Tıbbiyeli öğrencilerin hükûmeti basiretsizlikle suçlayan bildiriler dağıtmaları sonrası pek çoğu tutuklandı ve kargaşalar İttihat ve Terakki Cemiyetinin güçlenmesi ve eylemlerinde yeni bir safhaya geçmesine neden oldu.[63] 1895 Bâb-ı Âli Olayı öncesi başrolde İngiltere elçisi Philip Currie'nin bulunduğu inceleme komisyonunun çalışmaları sonucunda, İngiltere, Fransa ve Rusya Bâb-ı Âli'ye verdikleri 11 Mayıs 1895 tarihli ortak memorandumla Berlin Antlaşması'nda öngörülen ıslahatın acilen icrasını istediler. Abdülhamid buna bunca zaman direnmekteyken bu olaylar sonrası 17 Ekim 1895'te Ermeni ıslahat programını uygulamaya koymak zorunda kaldı. 20 Ekim'de "Vilâyât-ı Sitte'nin Islâhına Dâir Islahât Lâyihâsı" başlıklı reform programının, ilgili mülki ve askeri görevlilere gönderilmesini onayladı.[62][64] Ancak Hınçak ve Taşnak eylemcileri 26 Ağustos 1896 Osmanlı Bankası Baskını eyleminde bulundular. 1897'de ise bu defa 1897 Bâb-ı Âli Olayı denen olayda Ermeni militanlar Osmanlı Bankası baskınının yıldönümünden bir hafta önce, 18 Ağustos 1897 tarihinde Osmanlı payitahtında üç binaya eşzamanlı bombalı saldırılar düzenlediler. Bunlardan birisi kısmen başarıya ulaşırken, ikisi girişim aşamasında kaldı. Bâb-ı Âli'ye bomba atılması sonucu bir odacı ölürken, altı kişi yaralandı. Osmanlı Bankasına giren militan dinamit fitilini ateşlemek üzere iken muhafızlar tarafından etkisiz hale getirildi. Galatasaray Karakolunu bombalamak isteyen militan ise panikleyip bunu başaramayınca, uzun bir takip sonucunda yakalandı. Saldırılar, devletle işbirliği halinde olan yeni patrik Ormanyan ve Ermeni cemaati tarafından lanetlenirken, Avrupa devletleri tarafından da kınandı.[65]

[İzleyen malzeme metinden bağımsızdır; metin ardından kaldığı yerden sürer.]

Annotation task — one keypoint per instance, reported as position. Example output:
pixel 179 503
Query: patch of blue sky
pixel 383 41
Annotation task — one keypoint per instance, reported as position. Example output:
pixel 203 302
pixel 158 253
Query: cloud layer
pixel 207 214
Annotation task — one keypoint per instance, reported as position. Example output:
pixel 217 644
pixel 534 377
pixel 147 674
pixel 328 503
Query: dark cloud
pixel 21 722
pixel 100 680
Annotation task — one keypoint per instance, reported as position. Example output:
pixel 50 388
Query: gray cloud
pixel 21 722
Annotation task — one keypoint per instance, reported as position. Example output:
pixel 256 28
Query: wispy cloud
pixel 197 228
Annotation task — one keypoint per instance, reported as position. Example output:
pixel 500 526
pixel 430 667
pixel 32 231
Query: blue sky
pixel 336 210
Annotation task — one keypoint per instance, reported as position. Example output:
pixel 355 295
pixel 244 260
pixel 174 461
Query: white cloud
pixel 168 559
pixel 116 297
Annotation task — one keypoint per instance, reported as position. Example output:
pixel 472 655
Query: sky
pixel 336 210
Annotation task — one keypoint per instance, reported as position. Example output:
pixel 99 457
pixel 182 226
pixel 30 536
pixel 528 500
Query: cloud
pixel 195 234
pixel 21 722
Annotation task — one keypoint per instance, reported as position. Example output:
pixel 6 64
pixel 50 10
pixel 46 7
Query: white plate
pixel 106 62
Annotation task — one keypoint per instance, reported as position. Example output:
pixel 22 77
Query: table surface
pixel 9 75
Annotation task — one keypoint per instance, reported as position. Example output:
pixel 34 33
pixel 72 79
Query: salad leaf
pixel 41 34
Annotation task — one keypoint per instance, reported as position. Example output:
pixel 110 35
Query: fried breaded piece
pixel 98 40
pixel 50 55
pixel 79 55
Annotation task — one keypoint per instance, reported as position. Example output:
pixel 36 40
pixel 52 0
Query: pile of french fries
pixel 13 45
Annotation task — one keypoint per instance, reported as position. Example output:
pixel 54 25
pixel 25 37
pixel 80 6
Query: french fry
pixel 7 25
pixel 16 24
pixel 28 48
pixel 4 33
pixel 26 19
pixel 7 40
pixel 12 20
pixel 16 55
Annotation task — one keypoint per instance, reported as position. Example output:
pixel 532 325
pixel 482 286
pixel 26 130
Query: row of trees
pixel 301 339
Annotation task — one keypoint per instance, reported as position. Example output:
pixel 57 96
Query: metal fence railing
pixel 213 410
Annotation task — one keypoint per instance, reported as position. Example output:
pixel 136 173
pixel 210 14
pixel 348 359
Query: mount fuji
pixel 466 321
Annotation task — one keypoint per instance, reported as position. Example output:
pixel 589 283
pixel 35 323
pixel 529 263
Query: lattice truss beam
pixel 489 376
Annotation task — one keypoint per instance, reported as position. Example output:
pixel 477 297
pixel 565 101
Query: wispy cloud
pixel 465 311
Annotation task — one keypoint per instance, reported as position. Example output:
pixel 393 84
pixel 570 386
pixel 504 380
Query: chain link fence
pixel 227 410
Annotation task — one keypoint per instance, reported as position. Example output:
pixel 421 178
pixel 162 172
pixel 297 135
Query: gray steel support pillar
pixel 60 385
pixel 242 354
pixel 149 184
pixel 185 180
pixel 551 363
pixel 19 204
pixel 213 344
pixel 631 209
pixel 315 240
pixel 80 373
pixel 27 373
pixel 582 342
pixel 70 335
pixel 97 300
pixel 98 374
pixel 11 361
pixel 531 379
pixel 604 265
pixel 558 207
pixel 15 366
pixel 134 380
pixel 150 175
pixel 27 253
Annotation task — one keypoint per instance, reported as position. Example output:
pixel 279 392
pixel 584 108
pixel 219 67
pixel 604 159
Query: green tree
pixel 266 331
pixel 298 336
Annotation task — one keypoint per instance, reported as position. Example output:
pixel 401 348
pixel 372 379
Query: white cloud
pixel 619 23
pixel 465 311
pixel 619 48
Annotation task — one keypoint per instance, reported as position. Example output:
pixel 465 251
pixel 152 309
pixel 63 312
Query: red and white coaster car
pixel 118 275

1891'de ise Siirt'e yakın Sason'da Ermeni devrimci örgütlerince desteklenen Mihran Damadyan'ın başı çektiği direniş hareketleri başlatıldı. 1894'te ise Birinci Sason İsyanı çıkarıldı.[66] Bu iki isyanın bastırılması ardından Rus destekli Andranik Ozanyan 1904'te İkinci Sason İsyanını çıkardı ve bu isyan da bastırıldı.[67] Yine 1895 sonu 1896 başında Van İsyanı patlak verse de bastırıldı.

Ermenilerin 1878'deki Zeytun İsyanı ve 1890 Erzurum'daki karışıklıklar ve Kumkapı Ermeni Olayları sonrasında II. Abdülhamid, IV. Ordu Komutanı Müşir Zeki Paşa'yı, Ermeni isyanlarını bastırmakla görevlendirildi. Abdülhamid tarafından bölgede Ermeni çetelerin saldırılara başlaması neticesinde Mehmed Zeki Paşa'nın teklifi ve Rusya'da Saint Petersburg Büyükelçisi olup Rus kazak alayları konusunda bilgi sahibi olan Ahmet Şakir Paşa'nın desteği ile Rus Kazak alayları model alınarak, doğuda Kürt aşiret reisleri Hamidiye Alayları adı altında düzensiz milis birlikleri olarak kurulup örgütlendi ve kendilerine saldıran Ermenilere karşı Çerkesler, Türkler vs. birlikte silahlandırıldı.[68]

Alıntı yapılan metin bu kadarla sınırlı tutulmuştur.